The plant manager at ExxonMobil recruited Renola to represent the plant on the board of directors of the West Chambers County Chamber of Commerce, and later he became the group’s chairman. Renola and his wife have lived in the community of Seabrook, a coastal town of about 12,000 southeast of Houston, for the last 22 years. But Renola didn’t become actively involved there until he started serving on the chamber, and later the Seabrook Economic Development Corporation. After serving as the corporation’s president, he was elected to the city council. Three years into his time on the council, Seabrook’s mayor, whose term was limited and coming to an end, encouraged Renola to run.
“I was looking for the opportunity to further serve the community. I really enjoy the challenge of new organizations and new processes,” Renola says.
Several months into his term as mayor, he would face quite the challenge.
In September 2008, the region was hit by Hurricane Ike. In the storm’s aftermath, he and the city’s team faced power outages, gas leaks, flooded streets and residences (and some homes on the bay were washed away).
Any goals he had for his mayoral tenure went to the wayside. Instead, he focused on “how can we recover, how can we take a bad situation and make it better, how can we make sure citizens get what they need.”
They worked with agencies and city employees to restore power and get the sewer plant back up and running. Much of his time was spent dealing with officials from the American Red Cross, Federal Emergency Management Agency, and county and state government agencies.

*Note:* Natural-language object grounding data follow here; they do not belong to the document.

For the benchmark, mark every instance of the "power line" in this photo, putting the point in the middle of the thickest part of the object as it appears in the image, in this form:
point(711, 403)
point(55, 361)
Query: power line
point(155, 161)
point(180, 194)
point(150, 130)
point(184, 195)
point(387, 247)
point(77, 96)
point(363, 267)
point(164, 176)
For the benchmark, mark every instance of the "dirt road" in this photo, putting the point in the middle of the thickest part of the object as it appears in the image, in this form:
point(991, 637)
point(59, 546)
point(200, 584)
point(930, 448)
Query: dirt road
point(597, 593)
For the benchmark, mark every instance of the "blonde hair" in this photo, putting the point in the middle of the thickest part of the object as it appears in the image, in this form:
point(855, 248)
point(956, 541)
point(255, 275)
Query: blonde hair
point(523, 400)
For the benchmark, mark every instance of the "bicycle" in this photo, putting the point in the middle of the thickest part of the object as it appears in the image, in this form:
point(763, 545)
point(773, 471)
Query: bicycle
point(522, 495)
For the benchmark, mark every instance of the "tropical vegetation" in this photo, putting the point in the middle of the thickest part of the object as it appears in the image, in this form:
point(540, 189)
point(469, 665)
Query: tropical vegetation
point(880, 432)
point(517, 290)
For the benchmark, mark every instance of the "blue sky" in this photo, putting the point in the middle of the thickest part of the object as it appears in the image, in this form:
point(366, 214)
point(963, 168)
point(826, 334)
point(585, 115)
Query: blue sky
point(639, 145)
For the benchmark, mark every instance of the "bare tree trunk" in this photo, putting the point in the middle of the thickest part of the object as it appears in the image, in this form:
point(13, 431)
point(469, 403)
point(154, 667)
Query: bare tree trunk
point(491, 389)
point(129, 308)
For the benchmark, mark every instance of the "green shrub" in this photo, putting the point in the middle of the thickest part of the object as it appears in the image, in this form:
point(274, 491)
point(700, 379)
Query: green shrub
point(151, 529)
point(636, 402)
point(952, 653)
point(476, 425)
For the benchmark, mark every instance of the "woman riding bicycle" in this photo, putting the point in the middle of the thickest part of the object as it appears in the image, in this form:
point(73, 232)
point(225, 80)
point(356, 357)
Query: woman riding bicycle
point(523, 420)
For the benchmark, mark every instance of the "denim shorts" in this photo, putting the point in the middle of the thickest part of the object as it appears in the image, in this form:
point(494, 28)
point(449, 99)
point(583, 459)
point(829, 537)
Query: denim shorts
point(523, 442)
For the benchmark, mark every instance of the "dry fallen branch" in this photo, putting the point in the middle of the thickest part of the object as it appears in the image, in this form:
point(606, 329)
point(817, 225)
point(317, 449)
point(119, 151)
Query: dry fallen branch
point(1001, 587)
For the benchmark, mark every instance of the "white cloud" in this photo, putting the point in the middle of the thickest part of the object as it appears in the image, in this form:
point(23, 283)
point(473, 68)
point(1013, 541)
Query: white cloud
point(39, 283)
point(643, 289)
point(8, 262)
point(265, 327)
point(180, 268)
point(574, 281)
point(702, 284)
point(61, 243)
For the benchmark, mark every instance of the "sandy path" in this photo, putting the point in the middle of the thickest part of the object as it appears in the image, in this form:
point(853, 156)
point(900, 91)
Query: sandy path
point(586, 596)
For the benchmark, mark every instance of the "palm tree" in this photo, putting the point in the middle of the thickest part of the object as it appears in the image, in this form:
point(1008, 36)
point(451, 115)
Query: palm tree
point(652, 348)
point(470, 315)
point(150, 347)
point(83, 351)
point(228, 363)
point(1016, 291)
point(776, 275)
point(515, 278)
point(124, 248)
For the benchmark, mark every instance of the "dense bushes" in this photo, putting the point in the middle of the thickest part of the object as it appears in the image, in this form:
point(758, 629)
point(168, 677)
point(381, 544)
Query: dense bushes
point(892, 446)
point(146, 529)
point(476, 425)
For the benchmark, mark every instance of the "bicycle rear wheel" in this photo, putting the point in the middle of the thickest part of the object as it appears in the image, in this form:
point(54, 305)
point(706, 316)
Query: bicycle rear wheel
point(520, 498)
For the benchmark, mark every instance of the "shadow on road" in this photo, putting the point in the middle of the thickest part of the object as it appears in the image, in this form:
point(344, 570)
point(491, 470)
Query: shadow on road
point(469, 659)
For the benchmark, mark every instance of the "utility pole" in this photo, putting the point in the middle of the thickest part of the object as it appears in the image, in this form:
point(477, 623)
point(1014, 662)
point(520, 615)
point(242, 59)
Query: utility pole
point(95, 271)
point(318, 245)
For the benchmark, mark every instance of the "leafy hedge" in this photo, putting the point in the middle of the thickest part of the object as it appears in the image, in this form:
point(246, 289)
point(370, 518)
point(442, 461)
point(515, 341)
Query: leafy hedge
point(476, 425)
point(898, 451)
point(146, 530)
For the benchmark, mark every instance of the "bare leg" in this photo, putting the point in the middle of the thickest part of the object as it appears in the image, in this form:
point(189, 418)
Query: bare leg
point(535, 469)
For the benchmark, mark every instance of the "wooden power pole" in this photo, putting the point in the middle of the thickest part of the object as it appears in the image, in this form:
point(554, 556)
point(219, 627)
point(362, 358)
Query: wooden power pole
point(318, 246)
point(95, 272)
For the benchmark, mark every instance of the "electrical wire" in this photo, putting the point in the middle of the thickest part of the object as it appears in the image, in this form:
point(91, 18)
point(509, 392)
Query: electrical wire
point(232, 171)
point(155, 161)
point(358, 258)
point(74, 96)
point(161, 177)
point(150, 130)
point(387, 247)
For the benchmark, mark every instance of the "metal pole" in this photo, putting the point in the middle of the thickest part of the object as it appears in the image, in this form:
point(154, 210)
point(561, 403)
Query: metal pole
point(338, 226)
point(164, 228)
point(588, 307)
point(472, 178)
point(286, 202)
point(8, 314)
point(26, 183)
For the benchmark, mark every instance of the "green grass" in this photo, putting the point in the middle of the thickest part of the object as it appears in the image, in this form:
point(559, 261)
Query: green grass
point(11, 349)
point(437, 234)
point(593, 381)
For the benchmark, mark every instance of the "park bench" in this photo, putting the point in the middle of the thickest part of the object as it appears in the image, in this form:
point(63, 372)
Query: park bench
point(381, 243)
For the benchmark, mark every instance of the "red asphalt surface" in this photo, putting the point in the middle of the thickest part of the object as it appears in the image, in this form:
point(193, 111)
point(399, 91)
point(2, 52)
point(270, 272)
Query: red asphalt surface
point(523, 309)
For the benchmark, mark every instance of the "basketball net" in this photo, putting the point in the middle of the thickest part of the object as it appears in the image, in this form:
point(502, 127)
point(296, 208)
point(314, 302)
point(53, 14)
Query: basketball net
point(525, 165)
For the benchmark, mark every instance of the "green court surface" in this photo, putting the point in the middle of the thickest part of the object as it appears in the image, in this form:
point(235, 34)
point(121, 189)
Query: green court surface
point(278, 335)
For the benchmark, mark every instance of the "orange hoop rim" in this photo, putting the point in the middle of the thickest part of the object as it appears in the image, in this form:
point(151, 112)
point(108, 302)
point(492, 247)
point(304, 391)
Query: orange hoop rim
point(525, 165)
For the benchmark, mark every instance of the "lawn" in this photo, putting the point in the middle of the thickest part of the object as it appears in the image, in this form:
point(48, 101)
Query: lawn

Limited to serving two three-year terms on city council (with no distinction between being council member and mayor), his time as mayor concluded in 2011.
Retired from ExxonMobil in 2010, Renola continues to volunteer with organizations focused on education and mentoring. He now chairs the board of the Clear Creek Education Foundation, which supports the Clear Creek Independent School District in suburban Houston with teacher grants and support for special projects.
“At this point, I’m perfectly content to stay out of the political arena,” he says.
Renola recently joined his local Rotary International club and is currently serving on its board. He continues to mentor with Big Brothers Big Sisters. And after playing tennis for decades (an accomplished player, he competed in U.S. Tennis Association tournaments throughout Texas and was a top 30 player in singles and top 10 in doubles) he has picked up golf during retirement.